Your Beer Will Soon Have Nutrition Facts Like Cereal
Published Date: 1/17/2025
Proposed Rule
Summary
The Alcohol and Tobacco Tax and Trade Bureau wants all wine, beer, and spirits labels to show an easy-to-read 'Alcohol Facts' box with alcohol, calorie, and nutrient info per serving. This new rule affects all alcohol makers and gives them 5 years to update their labels once finalized. It helps shoppers make smarter choices and could mean some label changes and costs for producers.
Analyzed Economic Effects
5 provisions identified: 1 benefits, 3 costs, 1 mixed.
5-Year Label Update Window for Producers
If you make wine, beer, or spirits subject to TTB rules, you would have 5 years after the final rule is published to update product labels to include the required Alcohol Facts information. TTB proposed that the compliance date is 5 years from the date the final rule is published in the Federal Register.
Mandatory Alcohol Content Statements Expanded
TTB proposes mandatory alcohol content statements for certain malt beverages, beer, and wine that currently are not required to show alcohol content. This change would require some producers to add alcohol content statements where they do not now exist.
Calorie and Nutrient Tolerance Rules Continue
TTB's 2020 guidance allows calorie statements on labels to be rounded and permits a labeled calorie amount to be understated as long as actual calories are not more than 20% above the labeled amount. TTB retains 20% tolerances for certain nutrient statements and the existing regulatory tolerances for alcohol content percentages.
New 'Alcohol Facts' Box on Labels
If you buy wine, beer, or spirits regulated by TTB, labels would be required to include an easy-to-read "Alcohol Facts" box showing per-serving alcohol, calorie, and nutrient information. The proposal says the information must be shown per serving on all TTB-regulated wines, distilled spirits, and malt beverages.
Scope: TTB vs.
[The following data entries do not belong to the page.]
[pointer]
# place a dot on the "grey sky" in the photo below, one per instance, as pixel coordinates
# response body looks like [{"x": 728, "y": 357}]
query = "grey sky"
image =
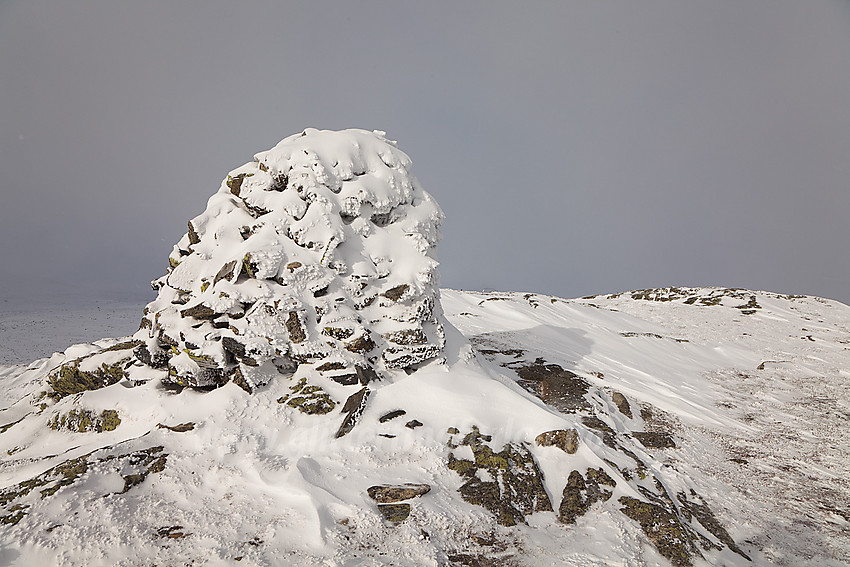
[{"x": 575, "y": 147}]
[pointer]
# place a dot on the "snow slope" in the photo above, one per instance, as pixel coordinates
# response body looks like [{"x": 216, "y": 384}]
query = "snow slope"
[{"x": 726, "y": 408}]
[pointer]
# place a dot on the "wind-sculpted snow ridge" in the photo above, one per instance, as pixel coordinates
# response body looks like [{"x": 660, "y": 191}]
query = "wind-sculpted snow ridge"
[{"x": 320, "y": 250}]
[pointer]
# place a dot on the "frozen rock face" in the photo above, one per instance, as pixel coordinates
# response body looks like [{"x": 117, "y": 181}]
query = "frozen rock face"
[{"x": 320, "y": 251}]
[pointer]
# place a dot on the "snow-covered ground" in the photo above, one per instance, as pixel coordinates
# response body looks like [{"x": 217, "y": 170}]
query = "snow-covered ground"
[{"x": 747, "y": 392}]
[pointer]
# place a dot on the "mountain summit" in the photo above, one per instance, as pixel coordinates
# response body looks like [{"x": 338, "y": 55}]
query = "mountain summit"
[
  {"x": 302, "y": 393},
  {"x": 320, "y": 250}
]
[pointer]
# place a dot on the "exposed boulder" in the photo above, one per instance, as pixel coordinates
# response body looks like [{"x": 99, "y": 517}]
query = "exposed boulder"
[{"x": 321, "y": 250}]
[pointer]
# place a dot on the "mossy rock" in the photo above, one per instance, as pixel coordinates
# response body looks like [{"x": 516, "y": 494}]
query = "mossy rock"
[
  {"x": 295, "y": 329},
  {"x": 68, "y": 379},
  {"x": 562, "y": 389},
  {"x": 48, "y": 483},
  {"x": 309, "y": 399},
  {"x": 517, "y": 487},
  {"x": 654, "y": 439},
  {"x": 622, "y": 404},
  {"x": 396, "y": 293},
  {"x": 83, "y": 421},
  {"x": 394, "y": 513},
  {"x": 354, "y": 406},
  {"x": 389, "y": 493},
  {"x": 564, "y": 439},
  {"x": 663, "y": 528},
  {"x": 581, "y": 493}
]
FDA Regulated Products
The proposed Alcohol Facts rule applies to products defined as distilled spirits, wine, and malt beverages under the FAA Act and thus regulated by TTB. The NPRM says it does not apply to alcohol products subject to FDA nutrition labeling rules, but notes that proposed changes to IRC alcohol-content rules could also affect products subject to FDA labeling.